Katie Taylor’s farewell fight was confirmed on Friday for Croke Park in Dublin on Saturday, September 5, when she will face France’s Flora Pili in a bid to become a three-time undisputed champion in the final bout of her career. Matchroom Boxing announced the event at a launch press conference at the stadium, footage from which was published by BBC Sport. The card will be shown worldwide on DAZN.
Taylor (25-1, 6 KOs), 39, will defend her WBA, WBO, IBF and Ring Magazine super lightweight titles and contest the vacant WBC belt against Pili (12-0, 2 KOs). Victory would return her to undisputed status at 140 pounds for a third time.

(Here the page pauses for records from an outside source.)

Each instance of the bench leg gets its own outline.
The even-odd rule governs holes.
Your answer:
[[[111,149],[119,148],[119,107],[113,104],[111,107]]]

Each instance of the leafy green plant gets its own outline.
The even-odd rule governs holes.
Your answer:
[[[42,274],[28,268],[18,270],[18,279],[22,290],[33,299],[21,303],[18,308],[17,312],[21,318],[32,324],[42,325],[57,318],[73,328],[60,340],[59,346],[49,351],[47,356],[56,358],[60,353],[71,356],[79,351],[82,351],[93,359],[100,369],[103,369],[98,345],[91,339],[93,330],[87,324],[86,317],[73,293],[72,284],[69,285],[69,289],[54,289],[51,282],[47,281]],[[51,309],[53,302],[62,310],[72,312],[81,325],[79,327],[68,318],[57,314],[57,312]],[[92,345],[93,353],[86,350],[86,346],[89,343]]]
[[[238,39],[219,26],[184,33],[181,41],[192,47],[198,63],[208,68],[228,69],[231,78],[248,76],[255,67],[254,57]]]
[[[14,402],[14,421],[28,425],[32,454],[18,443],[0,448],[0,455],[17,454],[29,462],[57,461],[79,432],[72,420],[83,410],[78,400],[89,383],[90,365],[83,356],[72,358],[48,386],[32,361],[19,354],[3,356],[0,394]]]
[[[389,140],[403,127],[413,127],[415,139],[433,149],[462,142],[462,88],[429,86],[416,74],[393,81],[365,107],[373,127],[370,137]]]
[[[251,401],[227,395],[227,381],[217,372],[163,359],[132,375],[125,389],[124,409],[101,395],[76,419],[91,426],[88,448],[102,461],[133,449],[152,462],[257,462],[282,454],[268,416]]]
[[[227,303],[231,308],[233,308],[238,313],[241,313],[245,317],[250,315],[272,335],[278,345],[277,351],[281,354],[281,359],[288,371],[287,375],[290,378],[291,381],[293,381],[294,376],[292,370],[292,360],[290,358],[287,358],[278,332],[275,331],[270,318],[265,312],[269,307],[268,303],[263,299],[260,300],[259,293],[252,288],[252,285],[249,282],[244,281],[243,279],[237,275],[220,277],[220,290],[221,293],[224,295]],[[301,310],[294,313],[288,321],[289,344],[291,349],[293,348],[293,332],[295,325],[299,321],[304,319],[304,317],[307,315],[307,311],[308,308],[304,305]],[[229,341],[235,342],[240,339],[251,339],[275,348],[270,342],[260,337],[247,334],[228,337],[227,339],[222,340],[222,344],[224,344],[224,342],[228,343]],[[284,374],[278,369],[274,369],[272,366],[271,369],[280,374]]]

“We did it, we’ve actually brought boxing back to Croke Park,” Taylor told the room. “This was on my career bucket list, especially these last couple of months, but this was beyond my wildest dreams. We’re actually here, we got it over the line.”
“This was really an impossible dream a few years ago, but here we are. I have goosebumps. I actually can’t believe I’m in this position right now,” she added. “This is going to be the most iconic moment of my whole career. I have a chance to fight in a packed house stadium at Croke Park, our most iconic venue. It’s the cathedral of Irish sport, really.”
A four-year pursuit
Taylor first spoke of headlining Croke Park after her opening win over Amanda Serrano in April 2022, but talks between Eddie Hearn’s Matchroom and the stadium’s operators stalled repeatedly over the following years. Hearn said the deal was almost never struck.
“Three months ago, four months ago, we sat in a restaurant and Katie told me she’s done, that’s the end of her career,” Hearn said. “It was a month or so later, she phoned up [manager] Brian Peters and said, ‘I can’t go, I can’t go until this happens, please make it happen.'”
“Every time it got tough, every time the doors would be closed, every time the barriers would come up, we thought about Katie Taylor, what would she do? Well, she would never be denied,” Hearn continued. “It’s not often I’m lost for words, but this is something beyond our wildest dreams. This will be the greatest night in the history of women’s boxing. The biggest crowd in the history of female sport for an individual athlete.”
Why Pili
Pili was confirmed as the opponent after the WBC named her as the leading contender earlier in the week. Taylor said she wanted a genuine test for her send-off.
“I didn’t want to end my career with someone I could walk over,” Taylor said. “After the last fight I wasn’t sure if I was going to fight again. The only thing that would give me that passion again was Croke Park, and I also wanted it to be in a real fight with real risk that gives me that drive and that hunger to go again, and I have that in Flora. It’s a real fight, it’s a very dangerous fight, and I have to be at my very, very best.”
“But I do imagine that ring walk, the last time I will be stepping into the ring,” she said. “I think of hearing that ‘ole, ole, ole’ around Croke Park one last time. It is going to be very, very special, and I want to put on a performance worthy of everyone’s support over these last few years.”
Pili, 28, is from Moselle in northeastern France. She turned professional in 2019, won the French title in 2022 and the European title in 2023, and claimed the IBO belt in December with a decision over Jelena Janicijevic. She is the mandatory challenger for Taylor’s IBF title and the leading contender for the WBC championship, which became vacant when Sandy Ryan relinquished the belt ahead of the birth of her first child.
Tour, tickets and broadcast
Manager Brian Peters, who has guided Taylor throughout her professional career, framed the night as the close of a long arc. “This is a fitting, final chapter to what has been one of sport’s great fairytales,” Peters said. “She’s reigned as a World Champion for 20 years and it’s been the most remarkable journey. She has seen and done it all, but winning back her Undisputed title at Croke Park will truly top everything that has come before.”
Taylor will begin a four-day promotional tour of Ireland on Saturday, starting in her hometown of Bray before stops in Dublin, Cork, Limerick, Galway and Belfast. Tickets go on general sale through Ticketmaster on Friday, June 12, priced from €38.70, with family packages at €125.50 in a non-alcohol section of the stadium. A Matchroom Fight Pass pre-sale opens on Wednesday, June 10.
The card will be the first boxing event at Croke Park, the 82,300-capacity home of the Gaelic Athletic Association, since Muhammad Ali defeated Al “Blue” Lewis in 1972.